March 13, 2015

Sunshine Week, an annual initiative promoting government transparency, starts Sunday. To mark the occasion, several journalists and media organizations have taken public stands in favor of better open records laws and more transparent government.

Gary Pruitt, CEO of The Associated Press
Pruitt released a statement Friday that condemned the government’s lackadaisical responses to The AP’s Freedom of Information Act requests, citing its recent lawsuit against Hillary Clinton.
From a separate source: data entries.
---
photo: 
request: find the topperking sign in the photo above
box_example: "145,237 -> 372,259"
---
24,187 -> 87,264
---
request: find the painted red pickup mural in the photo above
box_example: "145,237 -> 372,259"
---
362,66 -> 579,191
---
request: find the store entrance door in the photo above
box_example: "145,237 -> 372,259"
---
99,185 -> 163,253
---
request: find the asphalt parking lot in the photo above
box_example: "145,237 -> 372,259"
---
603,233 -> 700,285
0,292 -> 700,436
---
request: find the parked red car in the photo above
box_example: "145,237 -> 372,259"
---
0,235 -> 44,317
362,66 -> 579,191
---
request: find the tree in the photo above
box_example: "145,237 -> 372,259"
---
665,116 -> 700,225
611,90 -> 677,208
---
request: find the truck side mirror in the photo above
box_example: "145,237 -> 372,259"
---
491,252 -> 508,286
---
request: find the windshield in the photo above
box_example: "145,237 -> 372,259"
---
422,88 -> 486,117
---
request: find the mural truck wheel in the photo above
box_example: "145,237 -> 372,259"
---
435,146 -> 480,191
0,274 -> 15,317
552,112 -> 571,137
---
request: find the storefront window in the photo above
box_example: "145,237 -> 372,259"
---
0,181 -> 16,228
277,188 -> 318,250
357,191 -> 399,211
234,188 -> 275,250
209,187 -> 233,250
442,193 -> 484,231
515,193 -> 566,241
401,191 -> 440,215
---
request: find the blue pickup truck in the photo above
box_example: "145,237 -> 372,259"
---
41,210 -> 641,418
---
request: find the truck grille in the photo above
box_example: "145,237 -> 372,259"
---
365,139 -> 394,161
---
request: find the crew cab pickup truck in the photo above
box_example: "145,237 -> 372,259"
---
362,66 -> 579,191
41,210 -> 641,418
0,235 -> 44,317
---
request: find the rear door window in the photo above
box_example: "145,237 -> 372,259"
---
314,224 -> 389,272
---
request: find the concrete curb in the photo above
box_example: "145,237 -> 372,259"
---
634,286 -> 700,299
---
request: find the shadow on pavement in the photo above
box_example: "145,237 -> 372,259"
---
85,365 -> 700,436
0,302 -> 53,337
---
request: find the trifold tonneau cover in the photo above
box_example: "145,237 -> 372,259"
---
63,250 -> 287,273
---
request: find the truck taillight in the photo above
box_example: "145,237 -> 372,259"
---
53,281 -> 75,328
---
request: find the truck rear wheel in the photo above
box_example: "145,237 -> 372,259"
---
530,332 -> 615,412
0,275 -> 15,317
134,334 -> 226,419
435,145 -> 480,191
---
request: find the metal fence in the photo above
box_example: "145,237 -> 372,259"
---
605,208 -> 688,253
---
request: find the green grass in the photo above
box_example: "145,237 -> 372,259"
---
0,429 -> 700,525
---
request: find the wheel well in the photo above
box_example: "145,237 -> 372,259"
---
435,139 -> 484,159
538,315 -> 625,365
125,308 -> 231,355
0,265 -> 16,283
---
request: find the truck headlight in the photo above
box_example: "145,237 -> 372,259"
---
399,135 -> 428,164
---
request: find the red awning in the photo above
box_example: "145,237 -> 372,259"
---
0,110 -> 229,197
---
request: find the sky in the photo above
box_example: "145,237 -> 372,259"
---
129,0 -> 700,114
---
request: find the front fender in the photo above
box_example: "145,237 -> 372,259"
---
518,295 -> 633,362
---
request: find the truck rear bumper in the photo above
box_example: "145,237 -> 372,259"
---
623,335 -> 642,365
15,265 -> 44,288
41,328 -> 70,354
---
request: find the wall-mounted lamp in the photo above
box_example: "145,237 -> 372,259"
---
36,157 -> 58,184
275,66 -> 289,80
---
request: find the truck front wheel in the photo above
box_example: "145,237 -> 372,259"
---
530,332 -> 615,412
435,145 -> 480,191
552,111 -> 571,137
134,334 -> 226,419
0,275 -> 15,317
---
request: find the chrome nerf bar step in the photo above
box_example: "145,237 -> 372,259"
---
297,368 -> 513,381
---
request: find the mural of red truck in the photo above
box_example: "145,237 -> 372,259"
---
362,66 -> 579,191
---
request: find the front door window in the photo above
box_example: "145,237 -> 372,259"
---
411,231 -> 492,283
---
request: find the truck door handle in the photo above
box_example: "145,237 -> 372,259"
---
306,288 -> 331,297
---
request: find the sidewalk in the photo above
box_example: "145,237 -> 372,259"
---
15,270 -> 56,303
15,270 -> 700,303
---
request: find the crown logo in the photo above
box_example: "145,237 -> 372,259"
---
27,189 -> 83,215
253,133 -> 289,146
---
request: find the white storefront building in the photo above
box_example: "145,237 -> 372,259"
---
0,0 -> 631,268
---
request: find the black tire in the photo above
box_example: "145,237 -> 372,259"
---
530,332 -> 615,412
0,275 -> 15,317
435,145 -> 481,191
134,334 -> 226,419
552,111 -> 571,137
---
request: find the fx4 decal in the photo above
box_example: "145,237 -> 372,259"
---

Despite head-pounding frustrations in using them, the Freedom of Information Act and state open records laws are powerful reporting tools. But it’s important to remember that they don’t exist just for journalists. They are there for everyone.

Massachusetts newspapers
The Boston Globe, The Boston Herald, the The Patriot Ledger and Gatehouse Media papers in Massachusetts have all agreed to publish coordinated editorials in condemnation of a recent ruling by Massachusetts Secretary of State William Galvin that allowed Boston police to withhold the names of police officers who were driving drunk, said Ellen Clegg, interim editorial page editor at The Boston Globe.

The idea for the public stand came when Patriot Ledger editorial page editor Amy MacKinnon called Clegg Wednesday and asked whether The Globe was planning to editorialize about government transparency. The paper was, so the two agreed to coordinate the publication of their editorials.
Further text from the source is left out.